Inflation is here and shows no signs of stopping. Consumer prices are up 9.1% over the 12 months ended June 20221, the largest increase in 40 years. Investors have long relied on real estate as a trusty hedge…but not all asset classes are created equal.

In such an accelerated inflationary environment, residential real estate presents a more agile option compared to commercial properties (annual lease models allow them to reflect inflation in rents to offset increasing purchase prices). With interest rates and home values accelerating in parallel however, some of the leading institutional investors in the Single Family Rental (SFR) space like KKR and Blackstone have begun slowing from a run to a walk on purchases to protect their cost basis.

So what’s an investor to do? With SFR fundraising at an all-time high (over $45 billion in capital announcements during 20212), the capital deployment show must go on. Some analysts are confident that the housing affordability index will set a speed limit on the Fed tightening campaign, easing investor concerns, but uncertainty will remain in the market…slowing transaction volume…and reigning in valuation increases. Opportunity may exist at this “dip” forecasted by some landlords as soon as Q4.

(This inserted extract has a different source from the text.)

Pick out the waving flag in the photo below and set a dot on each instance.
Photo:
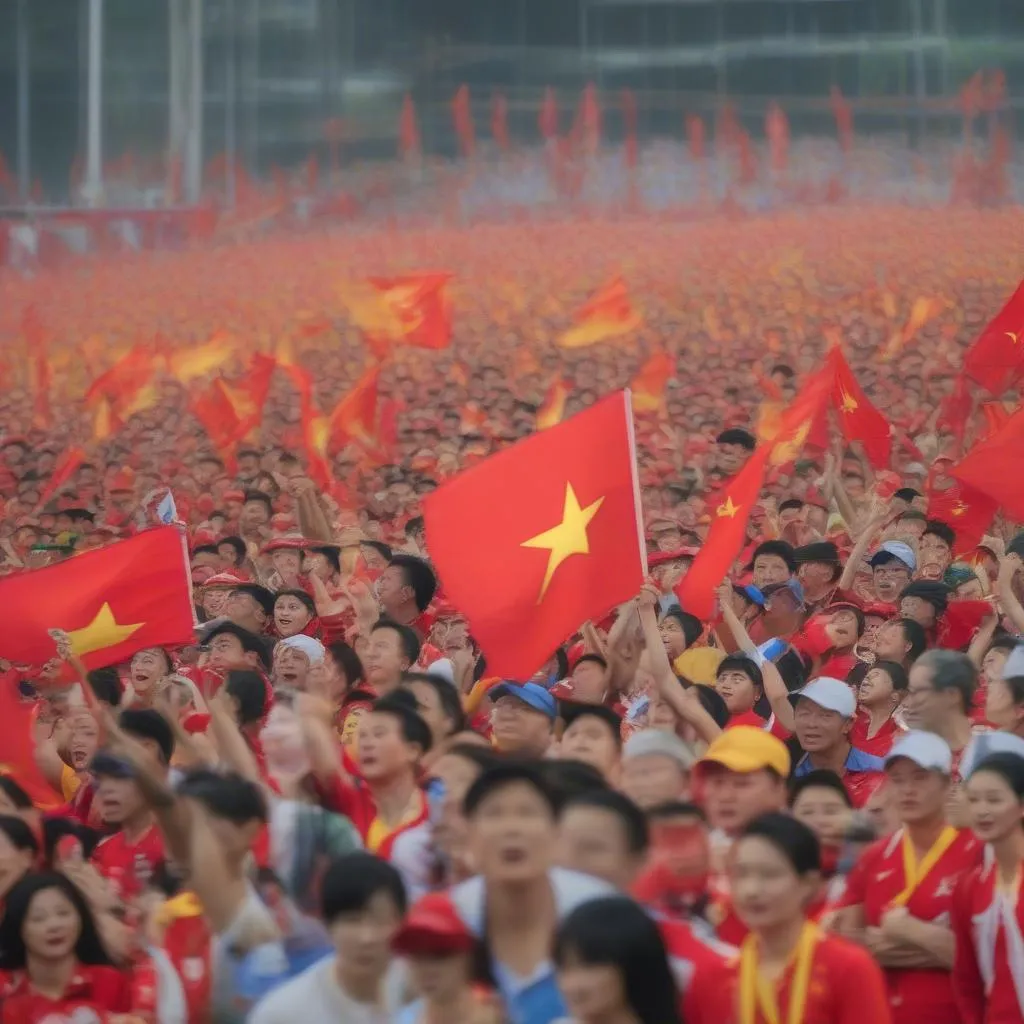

At this inflection, those institutions that have invested appropriately in digital Finance tools will be able to leverage the vast amount of market data at a micro-geographic level to identify assets and calibrate pricing to optimize capital deployment. The proptech ecosystem extends beyond Search and Sale to enhance returns through the investment life cycle with Rent Pricing Analytics, Data & Financing, Portfolio Management, Home Services, Construction Technology, Broker/iBuyer, Property Management, and Reporting systems. Furthermore, these operational tools are becoming more seamlessly interconnected with the Accounting and Finance machine providing an end to end transparency around performance. All table stakes if you want to be competitive in the next round of real estate investment to defend against the economic woes ahead.